O governo francês, servo fiel das pensões, através nomeadamente do escudo fiscal, está a acelerar a reforma das pensões para evitar assustar os mercados. “O Chefe de Estado pretende mostrar aos seus parceiros europeus e aos mercados financeiros que está a resolver o problema da dívida. Pouco importa que as pensões sejam apenas um aspeto parcial do problema: temos de dar um sinal e, sobretudo, não perder a notação AAA de que a França ainda goza nos mercados” diz o jornal Les Echos [1]. Qual o sinal aqui em questão? O desejo de fazer as pessoas trabalharem mais tempo, sob o pretexto do aumento da esperança de vida [2].

O slogan é repetido até à saciedade para evitar que um eco contrário chegue aos ouvidos do público. No entanto, para restabelecer o equilíbrio de qualquer sistema de pensões, existem três alavancas, e não apenas uma: as horas de trabalho podem
ser prolongadas, as pensões podem ser reduzidas ou as contribuições podem ser aumentadas.


Tributar os resultados financeiros tal como os salários

Esta última alavanca foi deliberadamente descartada pela reforma de 1993 (conhecida como “Balladur” para os trabalhadores do sector privado) e pela reforma de 2003 (“Raffarin-Fillon” para os funcionários públicos). Apenas os outros dois foram ativados: o aumento de 37,5 anos para 40 anos, e depois 41 anos de contribuições, a indexação das pensões e salários utilizada para calcular as pensões com base nos preços (e já não com base na evolução média dos salários), o cálculo das pensões privadas com base nos vinte e cinco anos em vez dos dez melhores anos, para não falar do desconto por ano das contribuições em falta. O resultado foi uma redução gradual mas inexorável das pensões de 15% a 20%, à medida que estas reformas entraram em vigor.

Isto não é surpreendente: quase dois terços dos trabalhadores já não trabalham aos 60 anos de idade; e, com o aumento da duração do período contributivo, a idade média em que podem exercer o direito à reforma completa é entre 61 e 62 anos de idade, enquanto a idade média em que deixam o emprego é de 58,8 anos. Assim, a taxa de substituição (ou seja, o nível da pensão em relação ao último salário) só pode diminuir a longo prazo. Este era o objetivo, a fim de não aumentar as contribuições para a velhice.
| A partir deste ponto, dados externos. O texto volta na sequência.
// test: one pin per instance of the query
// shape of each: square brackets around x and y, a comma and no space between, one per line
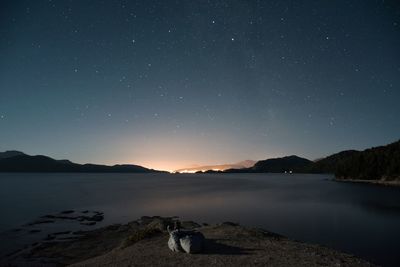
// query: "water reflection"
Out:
[361,219]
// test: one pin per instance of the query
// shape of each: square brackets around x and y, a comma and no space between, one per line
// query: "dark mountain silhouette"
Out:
[277,165]
[20,162]
[378,163]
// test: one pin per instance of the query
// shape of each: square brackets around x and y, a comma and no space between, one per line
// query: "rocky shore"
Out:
[144,243]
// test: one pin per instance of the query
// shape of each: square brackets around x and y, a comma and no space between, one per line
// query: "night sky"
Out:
[167,84]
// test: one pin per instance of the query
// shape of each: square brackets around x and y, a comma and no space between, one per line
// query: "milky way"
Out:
[171,83]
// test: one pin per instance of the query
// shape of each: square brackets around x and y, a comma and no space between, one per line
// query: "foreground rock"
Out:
[144,243]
Esta abordagem alternativa implicaria colocar a questão em termos de distribuição do rendimento, examinando em paralelo as transformações demográficas e económicas. Porque é que é tabu nas esferas governamental e patronal? Porque obrigaria a ter em conta a considerável deterioração do peso dos salários, incluindo as contribuições, no valor acrescentado durante os anos 1980 e 1990: mais de oito pontos do produto interno bruto (PIB) – mesmo que se ignore o pico da evolução do peso dos salários no valor acrescentado no final dos anos 70, o declínio continua a ser muito significativo, entre 4 e 5 pontos do PIB [3]. A classe dominante pretende conservar a sua “vantagem adquirida”.

O foco é também colocado numa suposta deterioração demográfica que exigiria urgentemente um novo reordenamento no sistema de repartição. No entanto, quando se consultam os trabalhos do Conselho de Orientação das Pensões (COR) e, em particular, o seu último relatório [4], não há motivo para alarme. Em França, as mulheres têm, em média, dois filhos, um número muito próximo da taxa de renovação das gerações. Quanto à esperança de vida aos 60 anos, aumenta 0,4 trimestres por ano, e não um quarto, como dizem todos aqueles cujo trabalho é alarmar a população. Por conseguinte, o COR não alterou os seus pressupostos demográficos. Prevê-se que se passe de 1,8 contribuintes por 1 reformado em 2008 para cerca de 1,2 em 2050, com a maior parte da degradação a ocorrer antes de 2030.

Se examinarmos cuidadosamente os cenários propostos pelo Conselho para avaliar as necessidades de financiamento até 2050, não há justificação para os gritos de espanto feitos por quase todos os meios de comunicação social. O COR está a atualizar as suas projeções para 40 anos e tem em conta o impacto significativo da crise económica nos sistemas sociais. Foi esta crise que provocou a brusca deterioração das contas sociais; os seus efeitos far-se-ão sentir durante grande parte da década, sobretudo porque o desemprego diminuirá muito mais lentamente do que aumentou. Mesmo que o crescimento retornasse, por taxas moderadas de qualquer forma, as empresas alcançariam os seus ganhos potenciais de produtividade antes de contratar. Em 2006 – antes da crise, portanto – o défice de todo o sistema de pensões ascendia a 2,2 mil milhões de euros. Em 2008, subiu para 10,9 mil milhões; em 2010, espera-se que atinja 32,2 mil milhões [5].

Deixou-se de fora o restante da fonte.